Societe Generale's CEO dismissed rumors that France's second-largest bank was in trouble and blamed the recent downgrade of the US credit rating for fueling speculation that France might lose its Triple-A status as well.
"I find it a bit surprising [that] just because one country is downgraded by one notch at the end of the day that others should follow," Frederic Oudea told CNBC Wednesday. "It’s a strange way to think about the situation in the economy."
Societe Generale's stock plunged Wednesday despite the bank's denial of rumors that its exposure to other European countries threatened its financial stability. Global financial stocks also skidded on worries about the world-wide banking system, fueling the huge selloff on Wall Street.
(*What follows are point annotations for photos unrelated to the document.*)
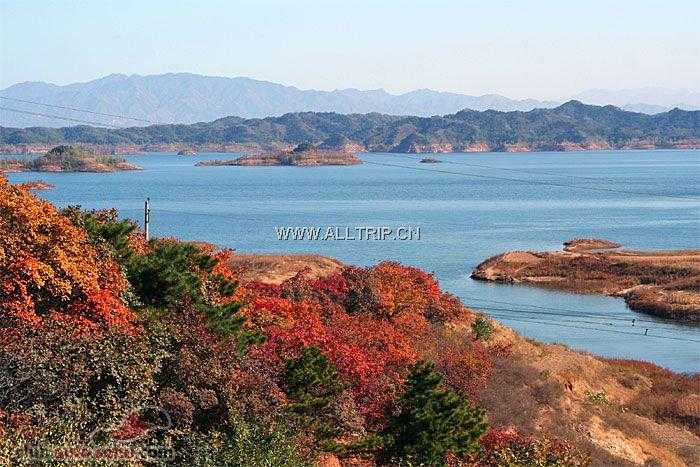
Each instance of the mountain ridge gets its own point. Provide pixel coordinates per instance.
(570, 126)
(191, 98)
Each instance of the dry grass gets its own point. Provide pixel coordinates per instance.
(665, 283)
(274, 269)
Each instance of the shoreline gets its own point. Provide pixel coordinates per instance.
(244, 149)
(659, 283)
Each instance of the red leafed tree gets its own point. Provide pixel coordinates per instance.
(48, 266)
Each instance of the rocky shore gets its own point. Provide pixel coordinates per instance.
(68, 159)
(661, 283)
(297, 157)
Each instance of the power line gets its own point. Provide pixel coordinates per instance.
(126, 117)
(534, 182)
(58, 117)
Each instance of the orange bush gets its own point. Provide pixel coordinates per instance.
(48, 266)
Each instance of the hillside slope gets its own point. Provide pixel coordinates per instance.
(571, 126)
(189, 98)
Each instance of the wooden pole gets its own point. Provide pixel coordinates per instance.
(147, 219)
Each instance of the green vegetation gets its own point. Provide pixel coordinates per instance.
(541, 129)
(432, 421)
(482, 328)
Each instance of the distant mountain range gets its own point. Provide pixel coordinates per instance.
(571, 126)
(190, 98)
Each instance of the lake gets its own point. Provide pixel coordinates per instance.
(468, 209)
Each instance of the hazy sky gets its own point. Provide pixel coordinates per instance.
(541, 49)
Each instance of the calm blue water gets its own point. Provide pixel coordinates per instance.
(463, 220)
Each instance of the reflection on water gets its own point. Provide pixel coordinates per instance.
(463, 220)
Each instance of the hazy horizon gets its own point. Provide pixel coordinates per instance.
(504, 48)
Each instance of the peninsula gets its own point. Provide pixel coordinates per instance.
(68, 159)
(661, 283)
(303, 155)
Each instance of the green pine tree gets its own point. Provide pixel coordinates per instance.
(432, 422)
(312, 383)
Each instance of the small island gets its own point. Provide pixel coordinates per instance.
(68, 159)
(303, 155)
(661, 283)
(36, 185)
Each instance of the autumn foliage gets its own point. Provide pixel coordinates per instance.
(49, 268)
(112, 343)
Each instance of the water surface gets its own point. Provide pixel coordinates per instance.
(642, 199)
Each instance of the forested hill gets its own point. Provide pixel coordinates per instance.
(570, 126)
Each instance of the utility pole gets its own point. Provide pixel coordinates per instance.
(147, 218)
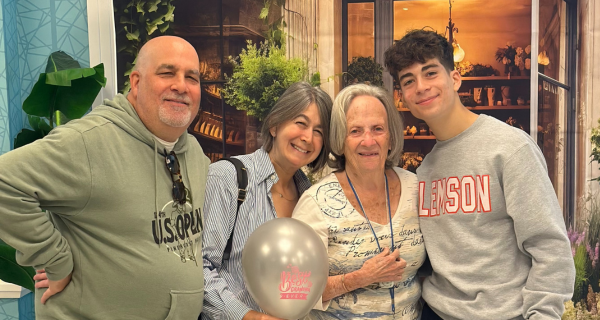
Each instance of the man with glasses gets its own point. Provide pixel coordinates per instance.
(123, 188)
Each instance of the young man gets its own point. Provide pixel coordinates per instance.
(124, 187)
(490, 219)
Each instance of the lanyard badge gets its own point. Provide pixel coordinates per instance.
(388, 284)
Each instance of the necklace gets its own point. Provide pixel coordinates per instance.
(389, 284)
(281, 195)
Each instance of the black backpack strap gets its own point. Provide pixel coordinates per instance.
(242, 178)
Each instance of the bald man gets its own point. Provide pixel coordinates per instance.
(123, 188)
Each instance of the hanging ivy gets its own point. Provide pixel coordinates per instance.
(138, 21)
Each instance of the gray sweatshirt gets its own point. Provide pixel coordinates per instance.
(493, 227)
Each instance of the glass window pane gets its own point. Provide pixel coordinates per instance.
(552, 41)
(361, 30)
(551, 130)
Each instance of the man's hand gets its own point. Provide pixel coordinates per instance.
(41, 279)
(54, 287)
(253, 315)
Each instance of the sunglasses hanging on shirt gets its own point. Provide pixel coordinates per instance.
(179, 191)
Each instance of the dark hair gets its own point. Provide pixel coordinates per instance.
(418, 46)
(291, 104)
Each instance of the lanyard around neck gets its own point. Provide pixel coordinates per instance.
(387, 190)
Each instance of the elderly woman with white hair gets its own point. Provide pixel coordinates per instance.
(366, 213)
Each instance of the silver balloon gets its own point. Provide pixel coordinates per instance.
(285, 267)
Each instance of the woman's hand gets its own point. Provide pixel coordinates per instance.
(384, 267)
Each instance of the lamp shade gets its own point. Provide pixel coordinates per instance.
(459, 53)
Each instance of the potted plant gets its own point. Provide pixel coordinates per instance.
(260, 76)
(64, 91)
(364, 69)
(585, 246)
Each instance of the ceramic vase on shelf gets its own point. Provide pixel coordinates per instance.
(491, 92)
(505, 95)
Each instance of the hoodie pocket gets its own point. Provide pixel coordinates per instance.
(185, 305)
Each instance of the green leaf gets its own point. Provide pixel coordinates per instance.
(12, 272)
(76, 100)
(264, 13)
(152, 5)
(38, 103)
(73, 100)
(133, 36)
(27, 136)
(64, 77)
(59, 60)
(39, 124)
(126, 20)
(140, 6)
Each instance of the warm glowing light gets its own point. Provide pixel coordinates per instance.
(459, 53)
(543, 58)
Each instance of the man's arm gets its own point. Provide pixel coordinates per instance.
(541, 234)
(220, 208)
(49, 174)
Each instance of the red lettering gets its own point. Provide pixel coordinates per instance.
(441, 196)
(452, 204)
(468, 199)
(483, 194)
(433, 207)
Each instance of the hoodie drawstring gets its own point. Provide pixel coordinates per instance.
(156, 211)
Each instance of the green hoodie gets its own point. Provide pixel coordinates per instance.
(103, 179)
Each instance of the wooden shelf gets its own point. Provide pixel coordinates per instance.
(486, 108)
(482, 108)
(419, 137)
(202, 135)
(495, 78)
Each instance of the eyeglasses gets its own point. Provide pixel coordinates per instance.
(179, 192)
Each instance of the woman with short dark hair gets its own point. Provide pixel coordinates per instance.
(294, 135)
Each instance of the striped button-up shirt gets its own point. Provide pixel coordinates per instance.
(225, 294)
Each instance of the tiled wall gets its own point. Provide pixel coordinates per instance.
(31, 30)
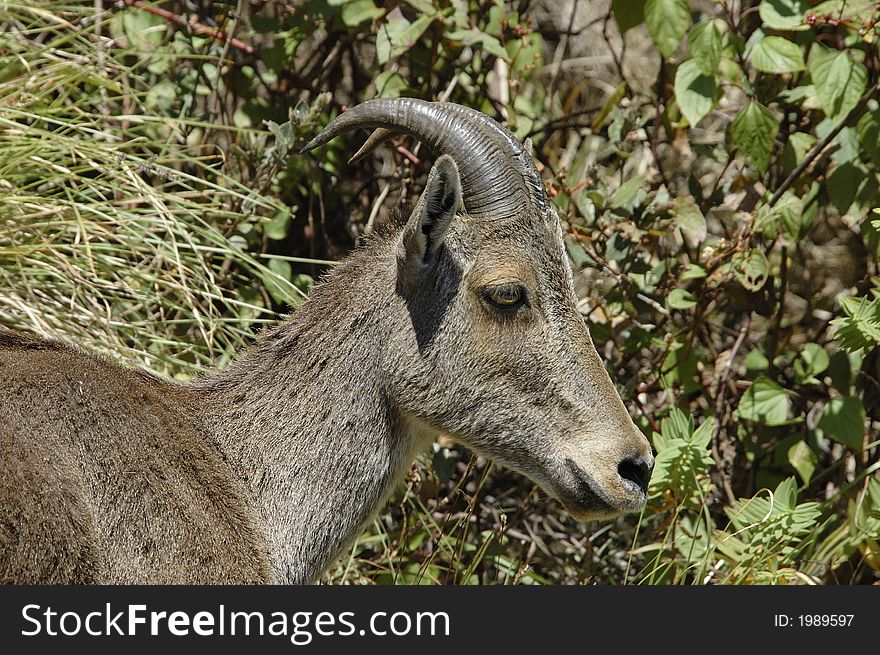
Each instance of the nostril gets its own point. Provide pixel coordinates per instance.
(637, 470)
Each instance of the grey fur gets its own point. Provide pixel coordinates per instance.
(266, 471)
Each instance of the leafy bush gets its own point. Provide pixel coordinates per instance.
(715, 166)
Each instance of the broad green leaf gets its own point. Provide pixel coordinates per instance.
(843, 184)
(840, 81)
(796, 149)
(626, 193)
(756, 362)
(668, 21)
(752, 131)
(764, 402)
(390, 84)
(690, 220)
(751, 269)
(774, 54)
(359, 11)
(786, 214)
(803, 460)
(680, 299)
(424, 6)
(860, 328)
(843, 419)
(692, 272)
(784, 14)
(628, 14)
(704, 42)
(868, 130)
(397, 35)
(278, 226)
(813, 360)
(695, 92)
(476, 37)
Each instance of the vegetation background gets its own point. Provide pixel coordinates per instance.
(716, 166)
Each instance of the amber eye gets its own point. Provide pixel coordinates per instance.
(506, 296)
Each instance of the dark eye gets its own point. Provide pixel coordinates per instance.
(506, 296)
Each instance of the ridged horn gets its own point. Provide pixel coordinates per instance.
(498, 177)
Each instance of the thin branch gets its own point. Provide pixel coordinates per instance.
(193, 27)
(853, 114)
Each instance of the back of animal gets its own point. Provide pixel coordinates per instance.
(101, 464)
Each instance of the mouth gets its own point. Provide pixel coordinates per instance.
(586, 500)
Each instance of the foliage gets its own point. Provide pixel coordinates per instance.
(715, 166)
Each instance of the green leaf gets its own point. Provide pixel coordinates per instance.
(476, 37)
(774, 54)
(695, 91)
(360, 11)
(756, 362)
(277, 227)
(764, 402)
(628, 14)
(390, 84)
(668, 21)
(868, 130)
(788, 212)
(803, 460)
(626, 193)
(796, 149)
(752, 131)
(839, 81)
(860, 328)
(704, 42)
(813, 361)
(843, 184)
(784, 14)
(680, 299)
(691, 221)
(751, 269)
(843, 419)
(423, 6)
(397, 35)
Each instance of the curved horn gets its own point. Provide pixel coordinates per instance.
(498, 177)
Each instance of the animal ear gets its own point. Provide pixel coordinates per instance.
(432, 216)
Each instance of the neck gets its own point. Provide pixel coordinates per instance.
(306, 422)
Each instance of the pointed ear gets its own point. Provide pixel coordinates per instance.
(430, 220)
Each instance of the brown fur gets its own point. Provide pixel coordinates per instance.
(268, 470)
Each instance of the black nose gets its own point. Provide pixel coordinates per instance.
(636, 469)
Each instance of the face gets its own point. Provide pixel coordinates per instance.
(511, 371)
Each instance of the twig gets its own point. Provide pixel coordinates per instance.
(719, 407)
(192, 26)
(854, 113)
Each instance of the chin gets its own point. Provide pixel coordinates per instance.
(593, 513)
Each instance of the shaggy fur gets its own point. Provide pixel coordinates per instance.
(268, 470)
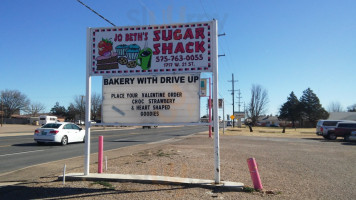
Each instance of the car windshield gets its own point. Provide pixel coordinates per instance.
(51, 125)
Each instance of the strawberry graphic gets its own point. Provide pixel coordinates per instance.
(105, 47)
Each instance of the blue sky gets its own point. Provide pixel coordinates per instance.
(282, 45)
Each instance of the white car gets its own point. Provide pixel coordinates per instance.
(59, 132)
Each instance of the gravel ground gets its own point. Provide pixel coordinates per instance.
(295, 165)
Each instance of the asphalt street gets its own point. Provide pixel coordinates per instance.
(18, 152)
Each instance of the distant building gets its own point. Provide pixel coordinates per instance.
(268, 121)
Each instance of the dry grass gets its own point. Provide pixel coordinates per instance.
(270, 132)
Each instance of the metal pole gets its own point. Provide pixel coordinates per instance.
(2, 109)
(209, 103)
(87, 108)
(216, 104)
(223, 117)
(100, 154)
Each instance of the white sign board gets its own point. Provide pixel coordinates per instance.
(151, 99)
(239, 114)
(158, 49)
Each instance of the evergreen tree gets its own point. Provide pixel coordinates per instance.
(290, 110)
(58, 110)
(311, 108)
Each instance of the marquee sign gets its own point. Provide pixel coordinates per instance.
(151, 99)
(160, 49)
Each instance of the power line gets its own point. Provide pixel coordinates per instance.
(206, 15)
(96, 13)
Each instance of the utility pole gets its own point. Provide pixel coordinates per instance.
(81, 110)
(239, 97)
(233, 96)
(2, 110)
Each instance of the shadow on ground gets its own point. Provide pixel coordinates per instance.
(24, 192)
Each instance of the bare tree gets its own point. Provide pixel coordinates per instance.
(79, 104)
(258, 103)
(34, 109)
(13, 101)
(335, 106)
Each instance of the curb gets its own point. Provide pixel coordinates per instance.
(150, 179)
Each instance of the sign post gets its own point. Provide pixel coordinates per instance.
(152, 53)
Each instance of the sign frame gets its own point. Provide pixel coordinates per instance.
(171, 48)
(212, 67)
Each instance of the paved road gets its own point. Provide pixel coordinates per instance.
(18, 152)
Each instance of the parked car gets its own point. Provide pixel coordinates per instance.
(344, 129)
(351, 137)
(326, 128)
(60, 132)
(80, 122)
(273, 125)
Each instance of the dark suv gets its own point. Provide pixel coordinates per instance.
(326, 128)
(344, 129)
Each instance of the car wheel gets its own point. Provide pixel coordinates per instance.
(347, 138)
(64, 140)
(332, 136)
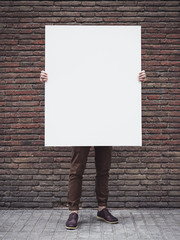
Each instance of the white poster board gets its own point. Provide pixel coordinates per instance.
(93, 95)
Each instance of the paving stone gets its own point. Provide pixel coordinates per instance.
(49, 224)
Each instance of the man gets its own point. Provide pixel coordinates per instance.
(78, 163)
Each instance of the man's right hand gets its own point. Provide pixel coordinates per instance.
(43, 76)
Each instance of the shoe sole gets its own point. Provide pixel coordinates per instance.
(106, 220)
(71, 228)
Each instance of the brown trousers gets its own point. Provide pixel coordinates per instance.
(78, 164)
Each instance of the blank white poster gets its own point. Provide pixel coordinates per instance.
(93, 95)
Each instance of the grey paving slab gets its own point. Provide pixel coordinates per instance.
(49, 224)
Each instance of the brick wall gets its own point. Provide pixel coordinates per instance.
(32, 175)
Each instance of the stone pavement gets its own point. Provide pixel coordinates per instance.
(134, 224)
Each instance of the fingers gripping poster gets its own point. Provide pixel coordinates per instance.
(93, 95)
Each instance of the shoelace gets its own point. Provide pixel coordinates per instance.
(72, 215)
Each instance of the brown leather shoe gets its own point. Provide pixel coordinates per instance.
(71, 223)
(106, 216)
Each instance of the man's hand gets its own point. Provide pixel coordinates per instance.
(43, 76)
(142, 76)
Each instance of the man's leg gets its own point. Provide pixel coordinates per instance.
(78, 164)
(103, 163)
(103, 157)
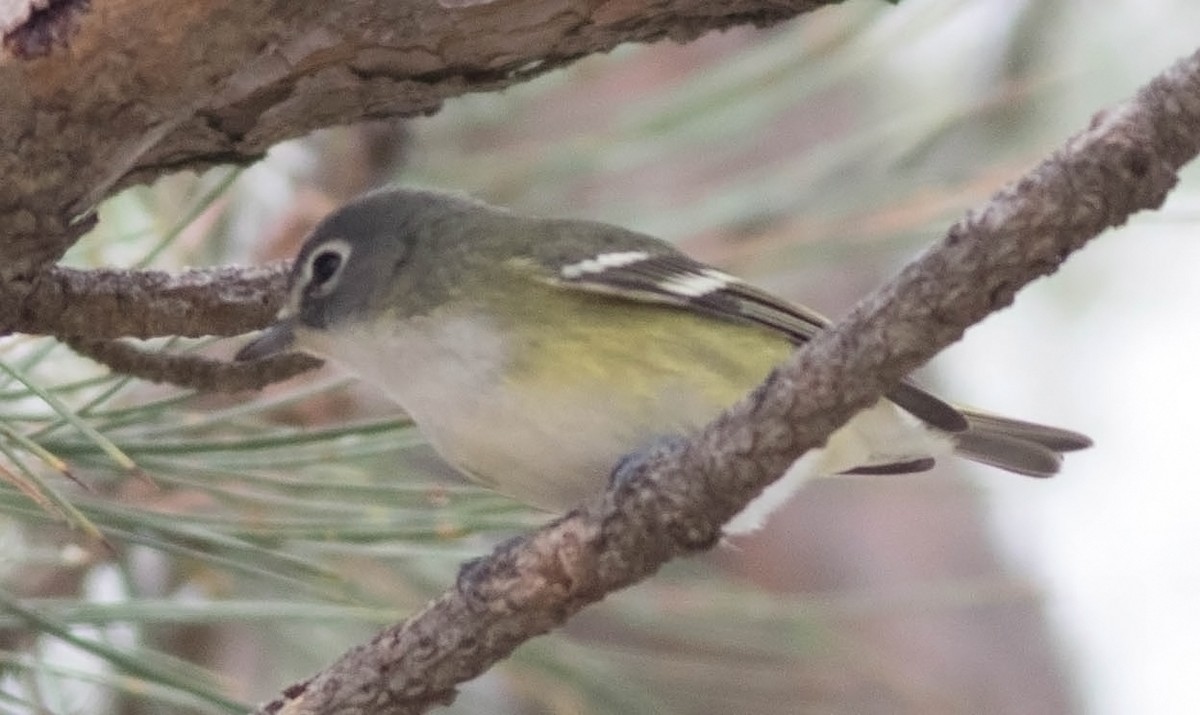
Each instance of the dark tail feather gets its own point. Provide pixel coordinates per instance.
(1015, 445)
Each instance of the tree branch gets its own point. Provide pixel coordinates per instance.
(107, 304)
(673, 500)
(93, 104)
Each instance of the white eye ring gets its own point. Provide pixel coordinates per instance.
(323, 270)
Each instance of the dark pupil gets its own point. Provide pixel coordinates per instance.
(324, 266)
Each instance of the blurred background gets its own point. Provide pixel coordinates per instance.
(814, 158)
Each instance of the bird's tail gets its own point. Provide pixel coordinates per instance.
(1015, 445)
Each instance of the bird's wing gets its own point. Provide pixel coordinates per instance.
(667, 276)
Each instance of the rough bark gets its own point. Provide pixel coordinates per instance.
(673, 500)
(102, 95)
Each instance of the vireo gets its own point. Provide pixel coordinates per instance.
(535, 353)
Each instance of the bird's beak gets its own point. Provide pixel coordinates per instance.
(275, 340)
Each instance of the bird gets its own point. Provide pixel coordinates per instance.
(535, 353)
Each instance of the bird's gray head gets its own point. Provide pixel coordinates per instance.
(361, 257)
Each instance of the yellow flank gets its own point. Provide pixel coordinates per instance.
(647, 353)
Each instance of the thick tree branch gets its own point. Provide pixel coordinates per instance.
(107, 304)
(93, 103)
(673, 502)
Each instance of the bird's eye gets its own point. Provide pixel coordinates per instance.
(324, 266)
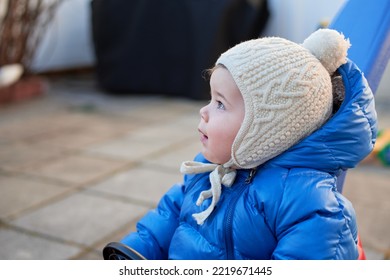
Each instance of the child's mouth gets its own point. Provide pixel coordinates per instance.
(203, 137)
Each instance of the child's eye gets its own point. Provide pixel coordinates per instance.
(220, 105)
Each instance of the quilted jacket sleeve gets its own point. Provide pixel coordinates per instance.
(156, 228)
(314, 221)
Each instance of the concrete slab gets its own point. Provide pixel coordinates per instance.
(77, 169)
(19, 194)
(16, 245)
(81, 218)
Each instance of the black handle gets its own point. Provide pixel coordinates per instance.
(120, 251)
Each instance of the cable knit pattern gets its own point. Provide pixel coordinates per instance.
(287, 92)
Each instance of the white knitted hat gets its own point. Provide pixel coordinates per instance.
(287, 94)
(287, 91)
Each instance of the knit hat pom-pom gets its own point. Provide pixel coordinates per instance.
(329, 46)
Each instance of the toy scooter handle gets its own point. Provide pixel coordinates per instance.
(120, 251)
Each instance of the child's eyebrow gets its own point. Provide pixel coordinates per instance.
(220, 95)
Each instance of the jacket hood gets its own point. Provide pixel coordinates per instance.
(346, 138)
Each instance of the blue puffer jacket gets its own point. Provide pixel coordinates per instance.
(289, 209)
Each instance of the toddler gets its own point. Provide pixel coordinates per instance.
(283, 121)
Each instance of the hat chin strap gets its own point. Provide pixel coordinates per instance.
(220, 175)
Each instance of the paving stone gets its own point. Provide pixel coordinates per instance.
(173, 159)
(139, 183)
(22, 246)
(127, 148)
(18, 194)
(19, 156)
(77, 169)
(82, 218)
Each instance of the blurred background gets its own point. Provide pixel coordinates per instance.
(99, 105)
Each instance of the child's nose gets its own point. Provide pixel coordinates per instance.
(204, 113)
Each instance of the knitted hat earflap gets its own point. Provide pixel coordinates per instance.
(219, 176)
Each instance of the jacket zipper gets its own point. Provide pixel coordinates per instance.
(228, 228)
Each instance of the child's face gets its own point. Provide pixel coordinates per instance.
(221, 118)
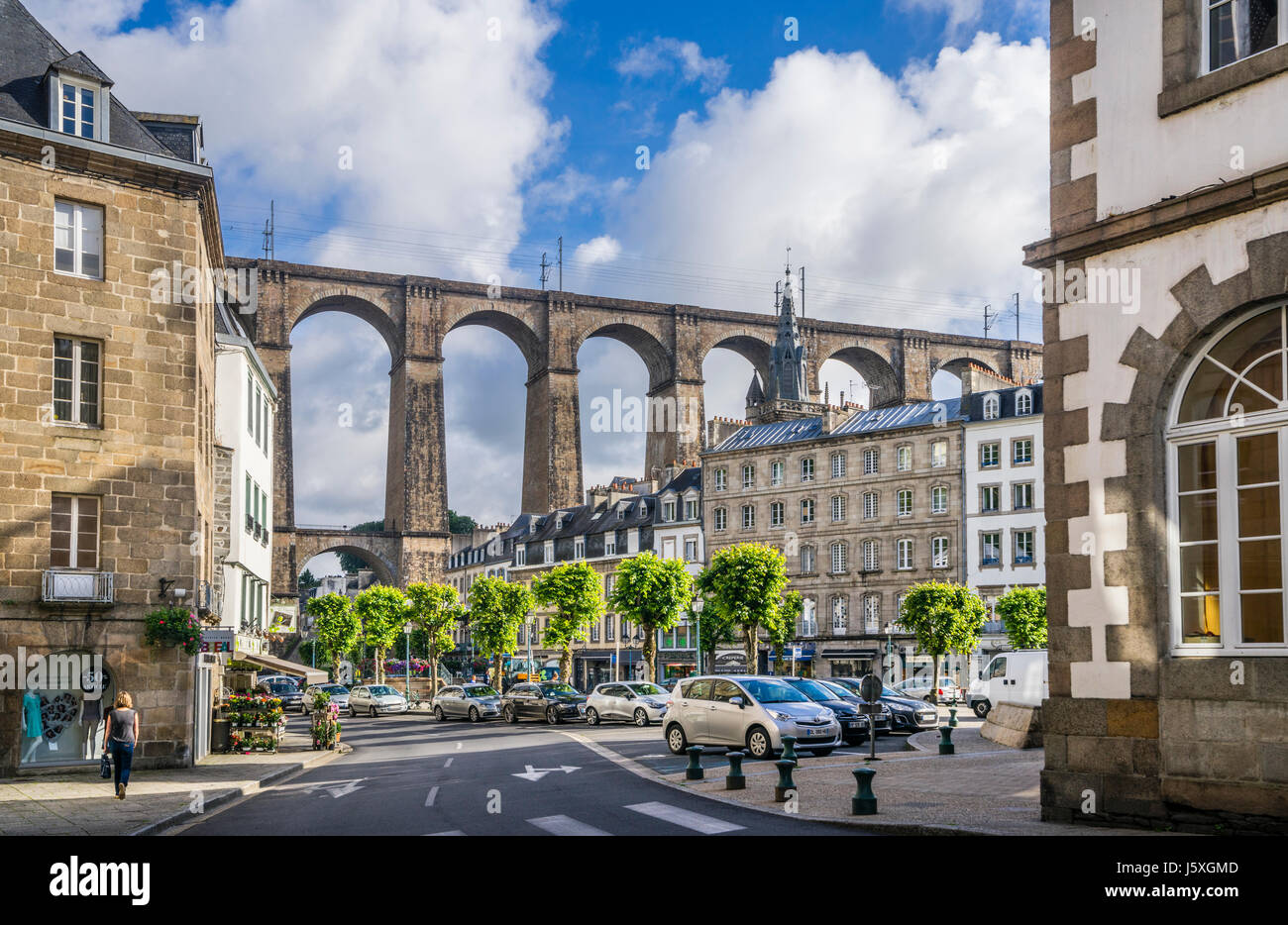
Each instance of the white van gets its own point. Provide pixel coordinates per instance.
(1013, 676)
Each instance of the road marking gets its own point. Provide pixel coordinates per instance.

Oudea said the rating agencies confirmed France's rating, and so long as France continues to "have an economy that is a balanced one and a government that wants to reduce the public deficit," there's no reason for that rating to change.
"We're in good hands," he said of French President Nicolas Sarkozy's government.
While reiterating his defense of France, Oudea restated that Societe Generale has "limited exposure" to banks in Spain and Italy and is on pace to have enough capital set aside to meet Basel III solvency requirements by the end of 2013.
He would not comment on "stupid and unfounded rumors" about the bank's largest shareholder, European insurer and asset manager Groupama, on whether it needs to raise cash, which in turn could affect the bank's solvency.
He said he has asked French authorities to investigate how that and other rumors got started today.